In India, widespread poverty and gender inequality greatly limit women’s access to healthcare and health information, especially provincially. A historically patriarchal culture complicates matters further–as seen in HCPs’ low appetite for treating menopause, or in overall squeamishness about the topic socially. We needed to cut through that institutional permafrost and reach women directly, with voices they could instinctively trust – those of other Indian women.

Describe the Impact:

The New Chapter’s launch (19 October 2022, marking World Menopause Day), led by Bollywood’s Lara Dutta, was attended by 30 top-tier journalists, 195 influencers and prominent KOLs. A paid campaign drove people to the digital hub.

The result was astonishing, sparking a boom in menopause conversations across India:

• 90mn+ impressions (Facebook/YouTube)

• 930mn earned media impressions

• 70,000+ book downloads

• 310,000 page views (digital hub)

• #MenopauseStories scored 18.8mn+ uses, trending #1 on Twitter for three hours!

Abbott’s campaigning had similar impact:

• Facebook engagement 6.5% (vs.1.9% average)

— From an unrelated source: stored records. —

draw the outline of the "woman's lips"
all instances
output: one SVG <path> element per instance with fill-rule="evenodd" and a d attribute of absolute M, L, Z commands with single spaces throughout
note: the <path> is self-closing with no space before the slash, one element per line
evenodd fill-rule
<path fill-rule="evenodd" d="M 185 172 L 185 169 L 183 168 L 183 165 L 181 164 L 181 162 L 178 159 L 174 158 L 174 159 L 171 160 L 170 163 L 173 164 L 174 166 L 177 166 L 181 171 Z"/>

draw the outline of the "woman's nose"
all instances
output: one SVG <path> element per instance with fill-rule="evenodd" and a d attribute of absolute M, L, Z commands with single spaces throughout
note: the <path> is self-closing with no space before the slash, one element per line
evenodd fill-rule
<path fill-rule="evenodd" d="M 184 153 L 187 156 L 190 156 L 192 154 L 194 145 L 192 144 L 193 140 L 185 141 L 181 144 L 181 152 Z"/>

• LinkedIn: +320,000+ impressions

But the commercial results around Abbott’s MHT, “Femoston,” resonated deepest: Its market share among Indian MHT brands surged from 4.8% (May 2022; campaign pre-seeding) to 36.6% (February 2023). Industry analysts IQVIA now rank Femoston #1 among Indian MHTs – up from #4 a year ago.

Please tell us about the cultural insight that inspired the work.

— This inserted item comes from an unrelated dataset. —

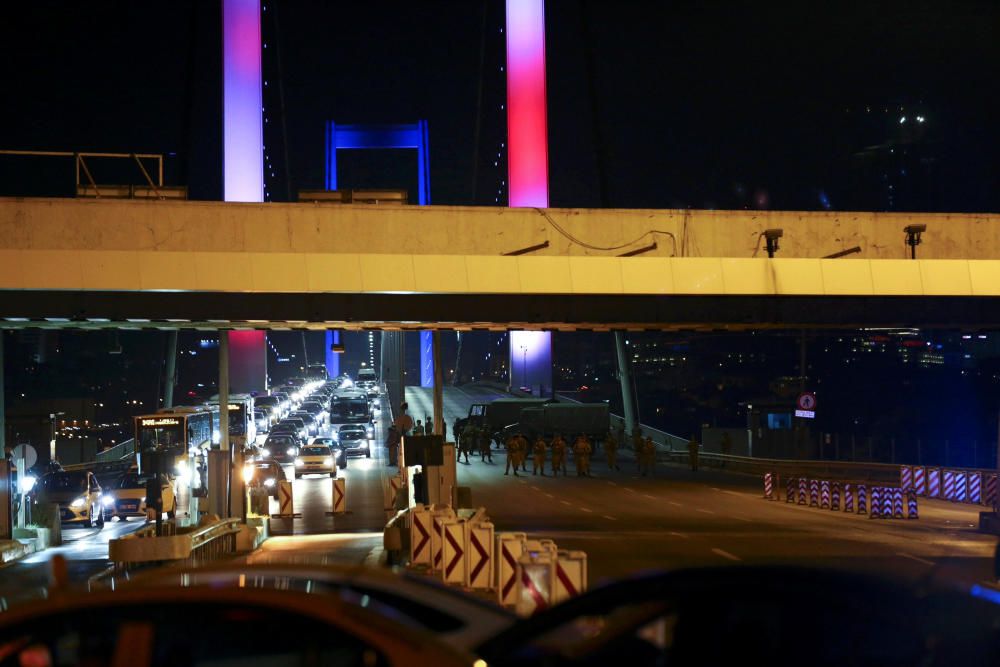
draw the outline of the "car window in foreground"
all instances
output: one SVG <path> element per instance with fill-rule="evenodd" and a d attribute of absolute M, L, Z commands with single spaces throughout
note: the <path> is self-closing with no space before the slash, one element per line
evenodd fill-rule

‘The vast majority of menopausal Indian women will never have had a single conversation about menopause in their entire lives.’

That’s the insight that led to this entire project.

We had to find a way to help women start conversations without necessarily having to say a word.

First, by inviting women to privately and anonymously send in their stories, we gave hundreds permission to talk about their issues for the first time, and to do so in complete safety.

Then, by taking these stories and sharing them via a downloadable book, we allowed our original women to start conversations with thousands upon thousands of others.

Finally, by encouraging our readers to talk about the stories, to add their own and to pass the book on, we finally brought the conversation to life in the real world, with women talking to women in person and online.